Muitas de nós mulheres, infelizmente, conhecemos esse enredo. Às vezes, parece que só estamos tentando provar o nosso valor ou que não foi nossa culpa. Que somos uma família, eu e o meu filho, mesmo sem um homem ao nosso lado.
E a pior parte disso é que esse discurso parte de mulheres. Fêmeas famintas que caçam umas às outras em prol de uma cultura que sempre favorável os homens. Desde criança, já sabemos bem o que estamos fazendo. Quantas de nós são silenciadas perante a violência, a dependência afetiva e financeira que nos oprimem e a conviver com um homem somente para serem aceitas? O quão cruel é a sociedade que dissemina a ideia de que, sem o genitor ao lado, ela não tem uma família?
Para nós, mulheres-mães, às vezes parece que é proibido chorar. É um crime passível de punição severa. Mães não podem padecer, não podem adoecer, não podem sair, não podem namorar. São xingadas, questionadas, humilhadas… “Você é mãe”, se transforma em uma frase de punição.

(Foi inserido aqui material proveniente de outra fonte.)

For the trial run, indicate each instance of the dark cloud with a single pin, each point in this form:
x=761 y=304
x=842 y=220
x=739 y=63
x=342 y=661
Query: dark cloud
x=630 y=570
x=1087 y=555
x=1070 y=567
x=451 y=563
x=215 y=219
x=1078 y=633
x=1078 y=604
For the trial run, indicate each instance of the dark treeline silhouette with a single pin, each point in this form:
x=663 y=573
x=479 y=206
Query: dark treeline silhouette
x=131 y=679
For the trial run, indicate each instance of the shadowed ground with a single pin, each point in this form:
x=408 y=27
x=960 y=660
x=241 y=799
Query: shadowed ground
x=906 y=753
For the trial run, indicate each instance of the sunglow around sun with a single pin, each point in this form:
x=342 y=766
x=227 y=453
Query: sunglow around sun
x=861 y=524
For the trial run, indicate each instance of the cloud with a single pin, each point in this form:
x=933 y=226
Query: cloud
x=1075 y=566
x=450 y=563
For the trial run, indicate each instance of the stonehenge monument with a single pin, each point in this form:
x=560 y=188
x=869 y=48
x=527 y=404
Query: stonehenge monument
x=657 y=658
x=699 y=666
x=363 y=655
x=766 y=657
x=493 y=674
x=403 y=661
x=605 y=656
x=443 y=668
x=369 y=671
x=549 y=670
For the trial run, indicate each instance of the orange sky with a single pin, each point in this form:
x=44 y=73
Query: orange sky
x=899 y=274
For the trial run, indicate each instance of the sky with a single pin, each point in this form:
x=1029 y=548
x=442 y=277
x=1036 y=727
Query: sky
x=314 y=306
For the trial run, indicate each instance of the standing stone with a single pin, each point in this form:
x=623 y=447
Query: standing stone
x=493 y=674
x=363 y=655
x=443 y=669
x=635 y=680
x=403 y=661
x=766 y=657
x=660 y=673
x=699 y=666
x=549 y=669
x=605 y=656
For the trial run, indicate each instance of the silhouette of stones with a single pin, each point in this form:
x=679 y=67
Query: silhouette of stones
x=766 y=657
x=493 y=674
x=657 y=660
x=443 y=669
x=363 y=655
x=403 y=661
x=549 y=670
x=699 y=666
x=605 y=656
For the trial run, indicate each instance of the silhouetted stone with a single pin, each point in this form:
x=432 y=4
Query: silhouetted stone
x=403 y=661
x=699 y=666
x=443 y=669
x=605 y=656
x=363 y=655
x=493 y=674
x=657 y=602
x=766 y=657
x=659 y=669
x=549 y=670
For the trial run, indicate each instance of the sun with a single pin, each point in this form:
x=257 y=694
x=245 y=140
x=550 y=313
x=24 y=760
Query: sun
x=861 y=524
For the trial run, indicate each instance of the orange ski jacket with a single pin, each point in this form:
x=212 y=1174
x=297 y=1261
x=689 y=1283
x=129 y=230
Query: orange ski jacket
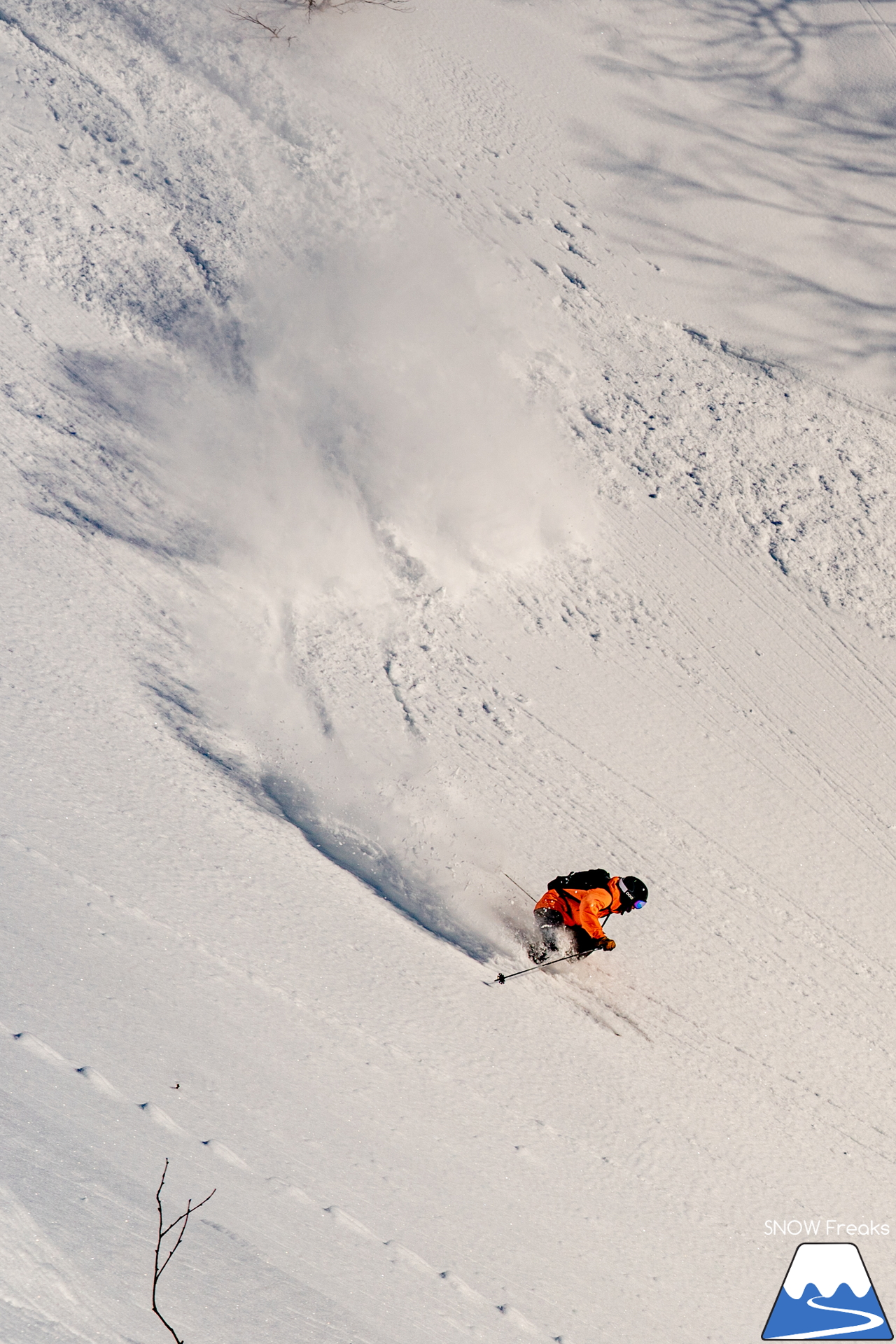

Você é mãe, essa roupa não vai cair bem. Você é mãe, não deveria ler esse tipo de livro. Você é mãe, precisa se comportar de outra forma.
Depois que viramos mães, os “não” parecem mais comuns do que os sim, pois o cativeiro da maternidade nos mantém refém de um medo irracional que se perpetua e ecoa dentro de nós, o medo de nunca ser o suficiente. E eu, novamente, me pergunto: Quem cuida de quem cuida, afinal?
Quantas de nós não sufocam as próprias emoções para não se sentirem ‘fracas’? Nos exigem uma casca grossa, robusta, impenetrável, capaz de enfrentar inúmeras batalhas, sempre pronta para defender sua cria, mas às vezes, sequer temos tempo de tirar o esmalte lascado da unha e o frizz do cabelo, para lidar com pessoas que a todo momento, nos querem impecáveis e invictas.
Mas, afinal, quem somos nós além das caixas bonitas com laços de fita?